I suppose that you object to the killing of Anwar Al-Awlaki, out of some sort of pacifist conviction. That's fine as far as it goes, I guess. But I'm curious about how this opposition can stand compared to your loud opposition to the execution of Troy Davis. [he's likely talking about this.] If you oppose all intentional taking of human life, doesn't that mean that there's essentially no difference between your opposition to killing Troy Davis, a likely innocent man put to death, and Al-Awlaki, a terrorist? Or Osama bin Laden? I don't understand how a blanket opposition to killing people gives you room to sort good from bad from worse.There are some provisos and qualifications, but then there's the answer.
For a society of law, the killing of Al-Awlaki should be even more disturbing than the killing of Troy Davis. Davis at least enjoyed some kind of due process, although it was the flawed, biased due process of a hideously racist system and one that is massively bent towards maintaining guilt and punishment. Al-Awlaki, an American citizen, was given no trial, no representation, no appeal, no opportunity to defend himself legally at all. None. He was declared a terrorist by the government, again with no due process, and assassinated. That doesn't mean that the moral discrimination about the killing itself is changed, only that the consequences for a supposedly free society are different.
The two men are of course different animals and I judge them, in that way people do, as of different moral character. I have different feelings towards all of the many victims of murder that I'm aware of. I don't suggest that Anwar Al-Awlaki is the same as Troy Davis, nor do I judge Davis in precisely the same way that I judge the victims of any other killing. My stance on the righteousness of killing is not the same as my stance on the righteousness of individuals.

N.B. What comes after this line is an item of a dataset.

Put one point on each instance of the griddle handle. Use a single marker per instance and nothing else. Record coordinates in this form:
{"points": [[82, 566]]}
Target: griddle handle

But let me be absolutely clear and unambiguous: on the moral status of the act of killing Troy Davis, or Anwar Al-Alwaki, or the victims of 9/11, or of American soldiers killed by insurgents, or of insurgents killed by American soldiers, or of Osama bin Laden-- I recognize no difference. Not one solitary ounce of difference. The character of someone killed is utterly and permanently irrelevant to the moral status of that killing. It is as wrong to kill Hitler as it was wrong to kill his victims. I have thought for a long time and I have decided that I am forever out of the business of adjudicating the rightness of this killing or that. It has taken time but my conscience has decided on "always wrong."
Please, tell all the keyboard warriors you know, and let them flame on. I really don't give a shit.